I’ve been exploring the feasibility of aggregating data on prices of replacement parts for heavy machinery. There are a number of websites which list this sort of data. I’m focusing on the static sites for the moment.
I’m using are R with {rvest}
(and a few other Tidyverse packages thrown in for good measure).
library(glue)
library(dplyr)
library(purrr)
library(stringr)
library(rvest)
The data are paginated. Fortunately the URL includes the page number as a GET parameter, so stepping through the pages is simple. I defined a global variable, URL
, with a {glue}
placeholder for the page number.
This is how I’m looping over the pages. The page number, page
, is set to one initially and incremented after each page of results is scraped. When it gets to a page without at results, the loop is stopped.
page = 1
while (TRUE) {
items <- read_html(glue(URL)) %>% html_nodes(SELECTOR)
#
if (length(items) == 0) break # Check if gone past last page.
# Extract data for each item here...
page <- page + 1 # Advance to next page.
}
That’s the mechanics. Within the loop I then used map_dfr()
from {purrr}
to iterate over items
, delving into each item to extract its name and price.
map_dfr(items, function(item) {
tibble(
part = item %>% html_node("p") %>% html_text(),
price = item %>% html_node(".product-item--price small") %>% html_text()
)
})
The results from each page are appended to a list and finally concatenated using bind_rows()
.
> dim(parts)
[1] 987 2
Scraping a single category yields 987 parts. Let’s take a look at the first few.
head(parts)
part price
<chr> <chr>
1 R986110000 Bosch Rexroth New Replacement Hydraulic Axial Piston Motor For CAT 240-7732 $1,534.00
2 R986110001 Bosch Rexroth New Replacement Hydraulic Axial Piston Motor For CAT 213-5268 $1,854.00
3 R986110002 Bosch Rexroth New Replacement Hydraulic Axial Piston Motor For CAT 266-8034 $1,374.00
4 R986110003 Bosch Rexroth New Replacement Hydraulic Axial Piston Motor For CAT 296-6728 $1,754.00
5 R986110004 Bosch Rexroth New Replacement Hydraulic Axial Piston Motor For CAT 136-8869 $1,494.00
6 R986110005 Bosch Rexroth New Replacement Hydraulic Axial Piston Motor For CAT 255-6805 $1,534.00
That’s looking pretty good already. There’s one final niggle: the data in the price
column are strings. Ideally we’d want those to be numeric. But to do that we have to strip off some punctuation. Not a problem thanks to functions from {stringr}
.
parts <- parts %>%
mutate(
price = str_replace(price, "^\\$", ""), # Strip off leading "$"
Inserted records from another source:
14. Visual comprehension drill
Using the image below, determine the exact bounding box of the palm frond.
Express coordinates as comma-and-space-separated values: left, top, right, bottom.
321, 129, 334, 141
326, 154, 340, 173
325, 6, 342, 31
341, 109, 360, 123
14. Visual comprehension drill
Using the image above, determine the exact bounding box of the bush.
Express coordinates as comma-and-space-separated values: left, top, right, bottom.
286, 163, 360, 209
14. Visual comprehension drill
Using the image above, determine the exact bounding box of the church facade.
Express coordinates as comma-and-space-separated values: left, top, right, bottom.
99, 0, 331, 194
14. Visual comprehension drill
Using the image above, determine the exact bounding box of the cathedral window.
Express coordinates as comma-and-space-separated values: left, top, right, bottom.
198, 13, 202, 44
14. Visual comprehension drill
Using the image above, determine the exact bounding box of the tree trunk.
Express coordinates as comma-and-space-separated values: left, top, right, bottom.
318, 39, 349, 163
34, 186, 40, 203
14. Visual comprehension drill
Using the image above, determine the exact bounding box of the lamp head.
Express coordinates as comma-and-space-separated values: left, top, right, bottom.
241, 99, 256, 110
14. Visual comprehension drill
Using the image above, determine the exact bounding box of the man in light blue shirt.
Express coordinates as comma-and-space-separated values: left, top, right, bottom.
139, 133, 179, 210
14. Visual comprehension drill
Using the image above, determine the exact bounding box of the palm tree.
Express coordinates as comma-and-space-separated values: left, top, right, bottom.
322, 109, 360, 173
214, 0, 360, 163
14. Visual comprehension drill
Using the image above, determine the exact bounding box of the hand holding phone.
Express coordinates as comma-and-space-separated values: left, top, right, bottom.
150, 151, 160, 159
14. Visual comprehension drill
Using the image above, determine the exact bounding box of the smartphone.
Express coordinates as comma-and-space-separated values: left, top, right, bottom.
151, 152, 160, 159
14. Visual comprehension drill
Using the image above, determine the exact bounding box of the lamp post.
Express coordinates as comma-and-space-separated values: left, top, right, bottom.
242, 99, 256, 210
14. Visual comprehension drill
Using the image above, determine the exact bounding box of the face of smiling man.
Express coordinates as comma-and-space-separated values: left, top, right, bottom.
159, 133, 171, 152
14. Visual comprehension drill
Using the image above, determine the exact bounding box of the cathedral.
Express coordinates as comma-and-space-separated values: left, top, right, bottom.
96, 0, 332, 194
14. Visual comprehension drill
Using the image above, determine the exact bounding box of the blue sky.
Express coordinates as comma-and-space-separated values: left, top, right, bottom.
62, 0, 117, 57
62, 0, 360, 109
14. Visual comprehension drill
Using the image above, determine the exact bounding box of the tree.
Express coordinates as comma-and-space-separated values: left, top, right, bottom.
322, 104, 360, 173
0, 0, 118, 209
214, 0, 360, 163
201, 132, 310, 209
price = str_replace_all(price, ",", ""), # Strip out comma separators
price = as.numeric(price)
)
Success!
head(parts)
part price
<chr> <dbl>
1 R986110000 Bosch Rexroth New Replacement Hydraulic Axial Piston Motor For CAT 240-7732 1534
2 R986110001 Bosch Rexroth New Replacement Hydraulic Axial Piston Motor For CAT 213-5268 1854
3 R986110002 Bosch Rexroth New Replacement Hydraulic Axial Piston Motor For CAT 266-8034 1374
4 R986110003 Bosch Rexroth New Replacement Hydraulic Axial Piston Motor For CAT 296-6728 1754
5 R986110004 Bosch Rexroth New Replacement Hydraulic Axial Piston Motor For CAT 136-8869 1494
6 R986110005 Bosch Rexroth New Replacement Hydraulic Axial Piston Motor For CAT 255-6805 1534
The great thing about scripting a scraper is that, provided that the website has not been dramatically restructured, the scraper can be run at any time to gather an updated set of results.